We were about ready to leave, and then someone contacted us about buying our Sailrite sewing machine. They would be coming up from Auckland in a few weeks, but found an intermediary to hold it for them, so we went to shore to drop it off. We were telling the nice lady about the little steering mishap that forced us to come back to order the new tube. It was one of those connecting-with-other-sailor moments, and it felt nice to chat. She then referred to this little nothing of a boating moment, really more of a facepalm situation that is annoying to fix but not hard, as a War Story. Moments like that we look at each other and realize, yes, we guess we really have been doing this a while. We have what we would call war stories, and this… did not really rate. Anyway, goodbye Sailrite, we had some great times together and we will meet again!

We were on shore anyway and the weather wasn’t quite right for our trip north yet, so we took another day trip in the car, this time to Russel. This meant riding the ferry!

Our first stop was Omata Estate winery, which has a lovely view. They were too busy to do a proper tasting, but they sold us a flight and sent us out to sit around a barrel. When it started to rain on us, we retreated to their otherwise-empty tasting room, and watched a bird pick grapes the size of his head off of their decorative trellis.

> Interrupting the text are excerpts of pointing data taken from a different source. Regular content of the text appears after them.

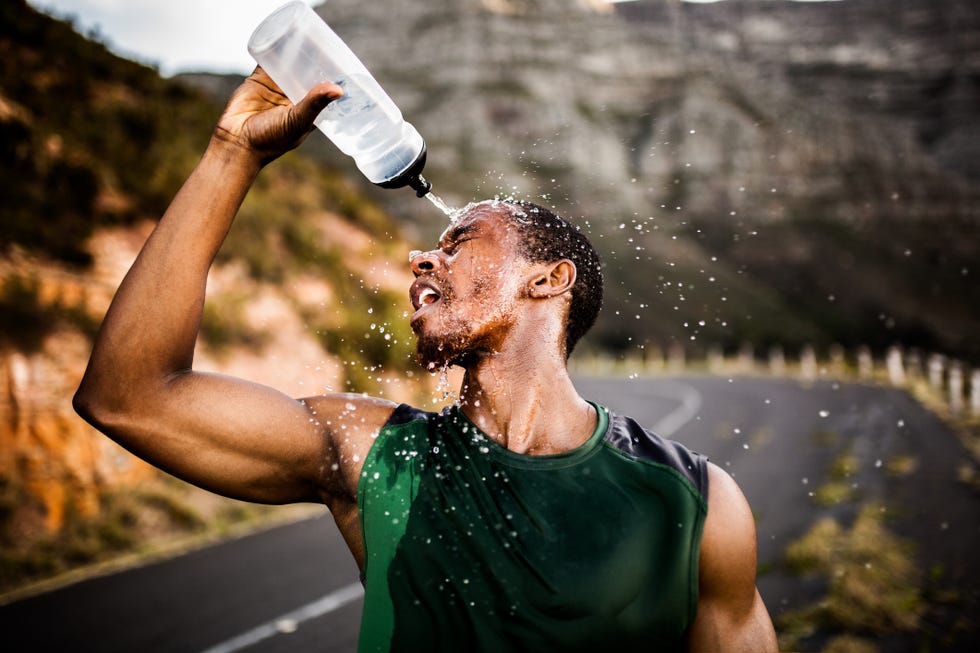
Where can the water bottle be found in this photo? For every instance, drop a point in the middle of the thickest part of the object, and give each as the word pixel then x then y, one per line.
pixel 299 50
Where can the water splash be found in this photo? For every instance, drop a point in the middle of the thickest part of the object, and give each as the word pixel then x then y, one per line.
pixel 440 204
pixel 444 387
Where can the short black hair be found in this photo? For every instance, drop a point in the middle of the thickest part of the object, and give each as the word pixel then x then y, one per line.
pixel 546 237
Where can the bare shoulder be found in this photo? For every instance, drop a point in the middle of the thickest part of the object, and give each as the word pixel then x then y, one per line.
pixel 731 615
pixel 350 423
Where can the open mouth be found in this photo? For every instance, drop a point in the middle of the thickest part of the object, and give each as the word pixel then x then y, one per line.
pixel 423 294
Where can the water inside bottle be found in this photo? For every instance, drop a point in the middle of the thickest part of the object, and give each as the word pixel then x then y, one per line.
pixel 439 204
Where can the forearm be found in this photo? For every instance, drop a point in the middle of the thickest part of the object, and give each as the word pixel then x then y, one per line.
pixel 151 326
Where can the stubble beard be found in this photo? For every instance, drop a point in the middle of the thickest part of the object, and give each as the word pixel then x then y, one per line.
pixel 459 341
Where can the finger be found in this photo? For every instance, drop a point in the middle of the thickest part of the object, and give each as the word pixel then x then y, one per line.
pixel 319 96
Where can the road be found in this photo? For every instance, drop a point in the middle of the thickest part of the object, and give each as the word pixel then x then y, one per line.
pixel 295 587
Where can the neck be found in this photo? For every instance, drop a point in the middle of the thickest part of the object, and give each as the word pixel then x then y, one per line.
pixel 524 399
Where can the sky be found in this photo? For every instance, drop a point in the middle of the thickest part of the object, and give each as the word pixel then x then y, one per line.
pixel 174 35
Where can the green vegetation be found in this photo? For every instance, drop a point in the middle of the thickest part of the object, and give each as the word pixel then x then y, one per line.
pixel 89 139
pixel 159 514
pixel 873 583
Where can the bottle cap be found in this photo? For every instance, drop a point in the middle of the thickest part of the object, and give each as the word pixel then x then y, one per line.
pixel 411 176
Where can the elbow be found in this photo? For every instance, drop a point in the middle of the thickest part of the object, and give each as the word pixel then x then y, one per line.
pixel 85 402
pixel 94 404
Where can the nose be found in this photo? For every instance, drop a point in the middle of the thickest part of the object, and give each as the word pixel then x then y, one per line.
pixel 423 262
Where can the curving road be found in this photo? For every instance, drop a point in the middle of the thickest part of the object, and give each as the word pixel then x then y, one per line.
pixel 294 588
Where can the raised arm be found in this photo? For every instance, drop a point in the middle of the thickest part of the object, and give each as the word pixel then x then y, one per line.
pixel 230 436
pixel 731 615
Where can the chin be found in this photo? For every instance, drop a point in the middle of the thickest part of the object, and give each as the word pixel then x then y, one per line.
pixel 436 353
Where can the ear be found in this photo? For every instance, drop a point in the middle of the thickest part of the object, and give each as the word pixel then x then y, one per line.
pixel 552 279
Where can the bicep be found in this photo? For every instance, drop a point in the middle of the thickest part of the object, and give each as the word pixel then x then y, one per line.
pixel 233 437
pixel 731 614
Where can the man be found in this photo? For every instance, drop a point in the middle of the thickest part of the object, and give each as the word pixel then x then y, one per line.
pixel 525 518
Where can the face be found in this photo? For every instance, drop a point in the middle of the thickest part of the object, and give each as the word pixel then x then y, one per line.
pixel 466 290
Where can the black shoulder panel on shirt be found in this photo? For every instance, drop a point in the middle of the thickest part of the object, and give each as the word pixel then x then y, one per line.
pixel 634 440
pixel 405 414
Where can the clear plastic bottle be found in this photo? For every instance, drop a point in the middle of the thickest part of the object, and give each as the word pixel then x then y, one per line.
pixel 299 50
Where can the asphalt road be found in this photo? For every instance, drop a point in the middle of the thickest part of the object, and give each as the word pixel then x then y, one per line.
pixel 294 588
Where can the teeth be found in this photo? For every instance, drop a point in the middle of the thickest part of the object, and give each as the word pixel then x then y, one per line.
pixel 428 296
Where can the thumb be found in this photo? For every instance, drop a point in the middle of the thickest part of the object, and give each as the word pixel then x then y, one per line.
pixel 319 96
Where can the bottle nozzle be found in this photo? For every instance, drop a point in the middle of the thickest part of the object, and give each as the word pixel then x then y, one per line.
pixel 420 185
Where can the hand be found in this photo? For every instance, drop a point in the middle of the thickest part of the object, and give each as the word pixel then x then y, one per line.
pixel 261 119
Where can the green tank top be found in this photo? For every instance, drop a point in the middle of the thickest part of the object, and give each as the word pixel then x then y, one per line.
pixel 472 547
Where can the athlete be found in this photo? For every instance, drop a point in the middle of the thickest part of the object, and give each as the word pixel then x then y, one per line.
pixel 524 518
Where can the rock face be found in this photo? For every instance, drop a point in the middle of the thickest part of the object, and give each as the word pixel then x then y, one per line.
pixel 751 142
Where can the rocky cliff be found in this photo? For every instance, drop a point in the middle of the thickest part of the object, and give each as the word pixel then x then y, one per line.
pixel 808 169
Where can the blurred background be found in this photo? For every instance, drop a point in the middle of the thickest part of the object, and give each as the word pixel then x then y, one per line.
pixel 767 179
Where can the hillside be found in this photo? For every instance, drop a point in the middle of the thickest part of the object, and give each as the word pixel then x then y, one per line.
pixel 754 170
pixel 95 147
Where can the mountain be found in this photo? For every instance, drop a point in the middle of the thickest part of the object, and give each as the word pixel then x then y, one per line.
pixel 754 171
pixel 308 294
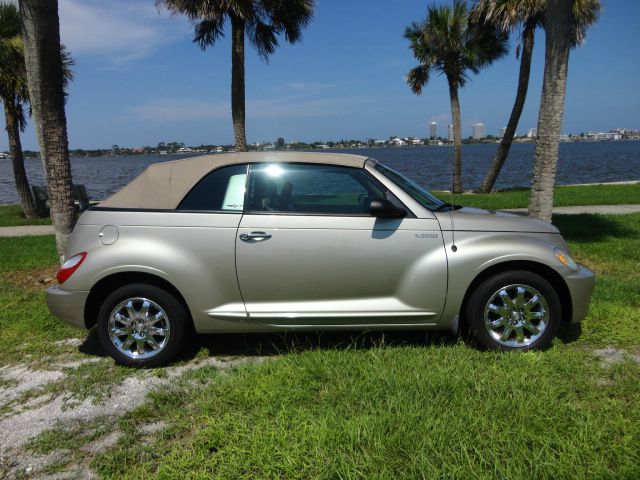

We made a second winery stop at Paroa Bay winery, which had a lovely view over the Bay of Islands. They also had some very good food, and better wines than Omata, though we didn’t think they quite justified the markup. Still, it was a very pretty place and well worth the visit.

Our last stop was a walk around downtown Russel, which once again had us hiding from a rain shower, this time at Hone’s Garden. Then we drove back towards the ferry. We took an unplanned swing by the “First New Zealand Capital” historic site, the highlight of which was some excellent welded sculpture on a fence along the way there.

Then back to the boat, to plan the next leg of our journey.